- Education: University of Turin State University of New York
- Scientific career
- Workplaces: Istituto Nazionale di Fisica Nucleare California Institute of Technology Polytechnic University of Turin

= Anna Ceresole =

Italian theoretical physicist

Anna Ceresole (born 1961) is an Italian high energy physicist and Director of Research in Theoretical Physics at the Istituto Nazionale di Fisica Nucleare (INFN). She is interested in quantum field theory, supergravity and string theory.
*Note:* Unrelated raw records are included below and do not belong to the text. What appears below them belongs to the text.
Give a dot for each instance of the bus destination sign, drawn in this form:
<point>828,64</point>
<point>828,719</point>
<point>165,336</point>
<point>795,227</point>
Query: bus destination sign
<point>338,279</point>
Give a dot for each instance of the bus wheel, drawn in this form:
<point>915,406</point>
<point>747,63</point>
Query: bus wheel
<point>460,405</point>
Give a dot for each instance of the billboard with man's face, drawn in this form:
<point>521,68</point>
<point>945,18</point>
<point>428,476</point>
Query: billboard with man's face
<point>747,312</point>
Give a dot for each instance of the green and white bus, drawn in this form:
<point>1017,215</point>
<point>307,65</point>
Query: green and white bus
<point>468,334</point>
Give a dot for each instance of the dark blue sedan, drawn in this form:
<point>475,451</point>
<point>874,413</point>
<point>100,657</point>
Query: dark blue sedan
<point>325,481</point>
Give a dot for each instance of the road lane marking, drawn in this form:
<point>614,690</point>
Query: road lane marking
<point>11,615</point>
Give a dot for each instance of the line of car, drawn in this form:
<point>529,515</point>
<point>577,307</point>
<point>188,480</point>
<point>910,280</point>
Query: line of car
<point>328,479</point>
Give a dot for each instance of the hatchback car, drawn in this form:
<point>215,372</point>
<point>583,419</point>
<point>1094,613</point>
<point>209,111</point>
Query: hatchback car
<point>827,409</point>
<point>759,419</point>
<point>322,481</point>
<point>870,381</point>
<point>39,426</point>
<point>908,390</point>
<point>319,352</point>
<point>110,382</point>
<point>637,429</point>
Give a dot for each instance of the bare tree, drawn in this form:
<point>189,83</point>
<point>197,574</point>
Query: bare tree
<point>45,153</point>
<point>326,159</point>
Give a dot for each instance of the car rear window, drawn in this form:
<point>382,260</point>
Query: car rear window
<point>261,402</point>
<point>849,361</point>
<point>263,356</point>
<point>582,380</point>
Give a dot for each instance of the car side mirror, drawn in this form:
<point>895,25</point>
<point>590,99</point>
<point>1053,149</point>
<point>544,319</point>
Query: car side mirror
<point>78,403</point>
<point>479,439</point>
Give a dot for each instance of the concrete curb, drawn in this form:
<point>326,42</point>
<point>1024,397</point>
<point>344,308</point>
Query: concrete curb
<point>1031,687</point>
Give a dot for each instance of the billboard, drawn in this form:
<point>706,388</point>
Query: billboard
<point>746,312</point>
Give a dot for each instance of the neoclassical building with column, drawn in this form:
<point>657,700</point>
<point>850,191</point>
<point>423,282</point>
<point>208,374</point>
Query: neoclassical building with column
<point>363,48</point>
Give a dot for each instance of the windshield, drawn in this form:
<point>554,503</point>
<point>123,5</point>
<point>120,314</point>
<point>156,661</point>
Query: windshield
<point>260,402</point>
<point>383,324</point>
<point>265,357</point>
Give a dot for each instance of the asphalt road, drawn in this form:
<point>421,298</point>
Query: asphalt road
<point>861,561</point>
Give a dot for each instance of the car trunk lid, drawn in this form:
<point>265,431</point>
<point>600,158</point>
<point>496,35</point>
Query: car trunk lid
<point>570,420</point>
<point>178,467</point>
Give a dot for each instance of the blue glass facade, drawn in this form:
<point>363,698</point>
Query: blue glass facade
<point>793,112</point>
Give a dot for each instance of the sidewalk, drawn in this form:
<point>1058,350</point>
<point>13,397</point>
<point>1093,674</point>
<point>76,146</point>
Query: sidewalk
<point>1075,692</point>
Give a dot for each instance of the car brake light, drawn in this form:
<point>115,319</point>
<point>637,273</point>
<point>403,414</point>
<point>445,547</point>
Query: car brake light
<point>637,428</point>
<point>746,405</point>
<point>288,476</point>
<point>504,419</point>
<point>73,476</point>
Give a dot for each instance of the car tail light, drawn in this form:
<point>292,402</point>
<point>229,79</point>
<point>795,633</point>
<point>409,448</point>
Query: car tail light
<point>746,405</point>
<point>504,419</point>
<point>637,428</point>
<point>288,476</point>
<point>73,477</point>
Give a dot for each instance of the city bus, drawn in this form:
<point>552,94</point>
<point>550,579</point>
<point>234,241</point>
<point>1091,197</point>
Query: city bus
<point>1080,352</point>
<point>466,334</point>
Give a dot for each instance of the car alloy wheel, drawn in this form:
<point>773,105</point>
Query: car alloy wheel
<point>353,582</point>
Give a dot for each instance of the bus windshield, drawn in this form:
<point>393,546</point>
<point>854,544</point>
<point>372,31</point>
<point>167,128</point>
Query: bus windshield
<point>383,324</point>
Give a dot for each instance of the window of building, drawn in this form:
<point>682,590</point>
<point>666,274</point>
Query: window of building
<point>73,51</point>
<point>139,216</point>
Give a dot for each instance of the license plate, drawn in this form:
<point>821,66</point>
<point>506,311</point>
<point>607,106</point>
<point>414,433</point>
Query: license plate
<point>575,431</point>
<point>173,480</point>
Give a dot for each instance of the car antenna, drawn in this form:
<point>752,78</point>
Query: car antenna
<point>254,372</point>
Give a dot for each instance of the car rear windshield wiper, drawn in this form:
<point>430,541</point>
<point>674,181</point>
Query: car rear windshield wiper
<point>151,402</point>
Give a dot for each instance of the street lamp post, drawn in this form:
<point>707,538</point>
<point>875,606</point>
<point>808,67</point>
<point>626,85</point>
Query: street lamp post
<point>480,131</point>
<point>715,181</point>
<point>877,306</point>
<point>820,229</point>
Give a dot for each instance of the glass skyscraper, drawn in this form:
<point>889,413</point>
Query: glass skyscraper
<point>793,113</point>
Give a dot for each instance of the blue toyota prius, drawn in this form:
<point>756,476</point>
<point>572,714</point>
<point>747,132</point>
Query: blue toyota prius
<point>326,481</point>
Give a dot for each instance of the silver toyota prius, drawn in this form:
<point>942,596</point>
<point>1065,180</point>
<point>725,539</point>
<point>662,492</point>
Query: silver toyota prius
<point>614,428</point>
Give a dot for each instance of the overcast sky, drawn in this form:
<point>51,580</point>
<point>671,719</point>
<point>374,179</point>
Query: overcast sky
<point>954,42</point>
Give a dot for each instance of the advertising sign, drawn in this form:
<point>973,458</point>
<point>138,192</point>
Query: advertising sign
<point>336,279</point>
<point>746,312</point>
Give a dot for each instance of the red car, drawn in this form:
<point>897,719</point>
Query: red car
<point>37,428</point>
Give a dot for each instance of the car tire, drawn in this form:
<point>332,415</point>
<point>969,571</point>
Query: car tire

== Early life and education ==
Ceresole was born in Turin and studied at the University of Turin. Her thesis considered Kaluza–Klein theory and supergravity, which resulted in published work with Pietro Fré and Hermann Nicolai. She earned her PhD at the State University of New York at Stony Brook in 1989, working with Peter van Nieuwenhuizen. Here she was a Fulbright Program Fellow.

== Research ==
Ceresole joined California Institute of Technology in 1989, working as a postdoctoral fellow. She was appointed as a research fellow at the University of Turin in 1992. In 1998 she joined CERN as a visiting scientist. She was made research professor at the Polytechnic University of Turin in 2003. In 2004 she described a superpotential that supported a class of stable extremal black holes. She works on special Kähler manifold geometry and black hole solutions in supergravity.

She was a team member of the European Research Council Advanced Investigator Grant, Supersymmetry, Quantum Gravity and Gauge Fields. She was a working group leader for the European Cooperation in Science and Technology String Theory Universe COST action.

In 2015 she was appointed as the coordinator of the Istituto Nazionale di Fisica Nucleare Theory Group in Torino. Since 2017 she is part of the Management Committee of the Arnold Regge Centre for Algebra, Geometry and Theoretical Physics, a collaboration between the University of Turin and University of Eastern Piedmont. She has been Scientific Advisor for several international string theory conferences. She has contributed to many important textbooks on geometry and supergravity.